A developer has revealed a new action plan for the  town centre.

New proposals by Wilson Bowden have been announced  which promise to ‘revise, reshape and re-approach’  previous plans.

The old design will be scrapped and a new planning application could be submitted in the autumn with public consultations possible in June.

Will Robinson, development director of Wilson Bowden, outlined the  plans at the regular Macclesfield Business Breakfast at the town hall on Friday.

He said: “We’re trying to look forward and have got confidence in Macclesfield.

“Macclesfield is clearly a town rich in heritage but it’s not been immune from the downturn everywhere has suffered over the last few years.
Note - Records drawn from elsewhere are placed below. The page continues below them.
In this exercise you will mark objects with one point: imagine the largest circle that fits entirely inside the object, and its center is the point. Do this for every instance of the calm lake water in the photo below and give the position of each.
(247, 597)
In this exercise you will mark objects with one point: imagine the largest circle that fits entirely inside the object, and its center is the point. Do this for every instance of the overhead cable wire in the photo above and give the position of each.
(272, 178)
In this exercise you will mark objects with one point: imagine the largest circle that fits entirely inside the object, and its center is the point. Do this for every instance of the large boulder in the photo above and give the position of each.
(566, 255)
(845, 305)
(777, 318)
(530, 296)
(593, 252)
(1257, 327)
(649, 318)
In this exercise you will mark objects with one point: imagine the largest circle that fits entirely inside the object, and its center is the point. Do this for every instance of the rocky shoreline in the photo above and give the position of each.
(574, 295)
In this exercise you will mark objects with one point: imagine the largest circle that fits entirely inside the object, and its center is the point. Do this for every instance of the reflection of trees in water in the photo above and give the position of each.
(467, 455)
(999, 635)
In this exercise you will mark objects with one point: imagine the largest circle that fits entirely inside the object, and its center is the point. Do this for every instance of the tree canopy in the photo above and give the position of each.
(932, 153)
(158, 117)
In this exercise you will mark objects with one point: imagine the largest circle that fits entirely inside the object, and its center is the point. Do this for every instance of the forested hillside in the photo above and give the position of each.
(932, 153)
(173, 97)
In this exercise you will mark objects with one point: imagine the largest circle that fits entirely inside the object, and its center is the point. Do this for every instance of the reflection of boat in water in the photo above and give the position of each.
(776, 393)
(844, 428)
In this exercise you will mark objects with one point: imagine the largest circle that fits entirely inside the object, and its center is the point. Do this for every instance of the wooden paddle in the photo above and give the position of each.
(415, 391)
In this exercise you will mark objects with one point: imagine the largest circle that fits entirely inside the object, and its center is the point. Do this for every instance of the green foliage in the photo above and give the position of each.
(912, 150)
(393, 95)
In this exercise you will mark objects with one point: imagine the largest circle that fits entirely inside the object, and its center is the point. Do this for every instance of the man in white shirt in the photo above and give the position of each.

“At the moment there are competing centres and the priority has to be to make sure the expenditure stays in the town. To do that it needs retail development.”

The project could see  a ‘circular zone’ between Castle Street, Water Street, the bus station and Roe Street with the retail quarter below it.

Park Green could become a commercial leisure area featuring an eight-screen cinema which Cineworld has said it would move into.

The redevelopment is pencilled in to start in 2014 and building work would take two years.

It would be phased in with the first taking place around Water Street, Churchill Way, between Roe Street and Samuel Street, and between Samuel Street and Paradise Mill.

Phase two would be the area bounded by Castle Street, Mill Street, Roe Street and Churchill Way and phase three around Chestergate, Mill Street, Roe Street and Churchill Way.

But not everyone welcomed the latest idea to breathe life into the town centre.

Restaurateur Mandy Fazelynia, from the Macclesfield Chamber of Trade, said: “The development’s focused on the bottom end of town and there are concerns on how it impacts the rest of the town centre.”

Other ideas include turning Mill Street into the primary pedestrian street and a option to replace the Senior Citizens Hall on Duke Street with a new community facility.

MP David Rutley, who chaired the meeting, said: “The things that came across were: it was a smaller development and was more in keeping with the heritage of the town.

“They were important developments from previous plans which had very little support.

“It’s vitally important for WB to work with CEC and with local community groups to ensure that the latest plans sit with wider regeneration initiatives for the whole town.”